October 21, 2010

Determining General Market Direction


Extracted from the book: Trend Trading for a Living, Thomas K. Carr

Five different types of market conditions
  • Bullish strongly trending
  • Bullish weakly trending
  • Bearish strongly trending
  • Bearish weakly trending
  • Range-bound (or nontrending)

BULLISH: STRONGLY TRENDING
The Focus: It should be on long setups, particularly breakout plays.

Characteristics: Everything goes up, and up a lot, nearly every day. The bulls are completely in control and win every battle with the bears. Making money is easy in a bullish strongly trending market, as long as you have the right entry system. But the drawback is that when this kind of market reaches a top, the sell-off can be quick and harsh and can wipe out months of hard-won gains in a matter of days. So in a strong bull market you must always be careful to play defensively against a possible reversal of momentum.

How to Play It: Here we can say that a bullish strongly trending market is a great market to be in if you are already long. But if you are coming late to the party (and hopefully not too late), your best play is to look for stocks that are breaking out to new highs from periods of consolidation. You must make sure these breakout plays are confirmed by the various technical indicators we use. If price is making a new high but the indicators are not making new highs, then you have bearish divergence and you should move on to another chart.


BULLISH: WEAKLY TRENDING
The Focus: It should be on long setups, particularly pullback plays.

Characteristics: This is a tougher market to trade, since the pullbacks tend to be more frequent, steeper, and
longer-lived. In a weakly trending market, corrections can last a couple of weeks. This can be frustrating if you are sitting on open long positions. Ultimately, the bulls are in control, but it can seem for days on end that the bears have moved in and made themselves right at home. However, this is one of the best markets in which to find great risk/reward scenarios in our setups. Those lengthier pullbacks serve to take a lot of the risk out of a trade, so our stop-loss can be closer to entry, and our exit targets can be that much further away.

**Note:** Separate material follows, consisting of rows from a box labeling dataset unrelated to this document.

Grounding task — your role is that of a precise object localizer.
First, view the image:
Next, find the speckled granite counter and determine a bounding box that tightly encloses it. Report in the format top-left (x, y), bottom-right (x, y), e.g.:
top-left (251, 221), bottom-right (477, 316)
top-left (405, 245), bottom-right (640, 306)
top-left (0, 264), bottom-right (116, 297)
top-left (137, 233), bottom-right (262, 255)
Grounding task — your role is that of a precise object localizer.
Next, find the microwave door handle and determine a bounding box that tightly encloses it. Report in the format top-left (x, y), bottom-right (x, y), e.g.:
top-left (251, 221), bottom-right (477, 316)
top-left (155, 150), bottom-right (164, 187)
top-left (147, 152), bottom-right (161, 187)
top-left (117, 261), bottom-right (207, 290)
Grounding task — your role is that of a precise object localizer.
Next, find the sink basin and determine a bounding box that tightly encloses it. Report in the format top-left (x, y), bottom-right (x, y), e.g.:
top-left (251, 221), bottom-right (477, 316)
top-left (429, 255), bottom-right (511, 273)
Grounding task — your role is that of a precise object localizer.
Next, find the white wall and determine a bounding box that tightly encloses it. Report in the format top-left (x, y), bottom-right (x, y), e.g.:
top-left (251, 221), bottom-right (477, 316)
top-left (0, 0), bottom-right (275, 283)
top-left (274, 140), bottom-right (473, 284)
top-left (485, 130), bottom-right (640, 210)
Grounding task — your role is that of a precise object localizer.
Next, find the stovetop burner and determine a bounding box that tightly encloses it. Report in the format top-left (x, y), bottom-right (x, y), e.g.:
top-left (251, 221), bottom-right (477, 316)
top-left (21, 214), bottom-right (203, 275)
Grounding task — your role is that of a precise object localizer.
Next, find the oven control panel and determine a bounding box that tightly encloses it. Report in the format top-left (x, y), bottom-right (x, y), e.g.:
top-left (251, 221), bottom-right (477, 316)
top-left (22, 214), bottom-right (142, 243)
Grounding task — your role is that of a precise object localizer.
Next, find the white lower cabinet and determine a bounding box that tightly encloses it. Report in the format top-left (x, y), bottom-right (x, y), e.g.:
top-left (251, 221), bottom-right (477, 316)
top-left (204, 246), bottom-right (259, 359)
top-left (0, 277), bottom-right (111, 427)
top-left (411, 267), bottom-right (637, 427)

How to Play It: Here we can say that a bullish weakly trending market is an ideal market for trend trading. You should find stocks that are showing strong trending action (normally stronger than the general market itself ) but have pulled back to an area of support. This pullback should be confirmed by oversold indicators, and the current daily candlestick should put in a reversal bar of some kind before you consider an entry.

October 01, 2010

Selling Winners and Holding Losers

Extracted from the book: Quantitative Trading Strategies,  Lars Kestner
Studies of human bias in economic situations shed light on how the mind affects trading
decisions. In one such study conducted in 1998, Terrance Odean, professor of finance at the University of California, examined 10,000 accounts at a large discount brokerage firm to determine if individuals’ trading styles differed between winning trades and losing trades made from 1987 and 1993. He found a significant tendency for investors to sell winning stocks too early and hold losing stocks too long. Over his test period, investors sold approximately 50 percent more of paper profits on winning trades than they sold of paper losses in losing trades.
Based on the data, Odean concluded that winning stocks were sold quicker and more frequently than losing stocks. Although the results were a bit surprising, this behavior by investors could make sense. When we buy stocks, we’re placing a bet that a company is undervalued. Stocks that increase in value are logically
becoming less undervalued as they rise, while stocks that decrease in value are logically becoming more undervalued. Winning stocks that have increased in value could be considered not as cheap as when they were purchased. Losing stocks that have declined in value could be considered cheaper than when purchased. In this case, it makes sense to sell the winning stocks that have become less cheap and
hold losing stocks that have become cheaper.
Although the logic is sound, Odean’s results show that the opposite actually occurs. Winning stocks that were sold continued to rise, while losing stocks that were held continued to fall in value. In the year following sales, stocks sold with gains by individual investors outperformed the market by an average 2.35 percent. At the same time, losing stocks that were held underperformed the market by an average of 1.06 percent. Odean discovered, on average, that investors underperform the market by selling their winners too early and holding on to their losers too long. Based on purely economic terms, it’s unclear why they behaved in this manner; psychology may provide the missing link. Clearly, the more profitable course of action suggested by the study is to buy winning stocks and sell losing ones. Two theoretical underpinnings dominate the tendency to sell winners and ride losers: prospect theory and mean reversion theory.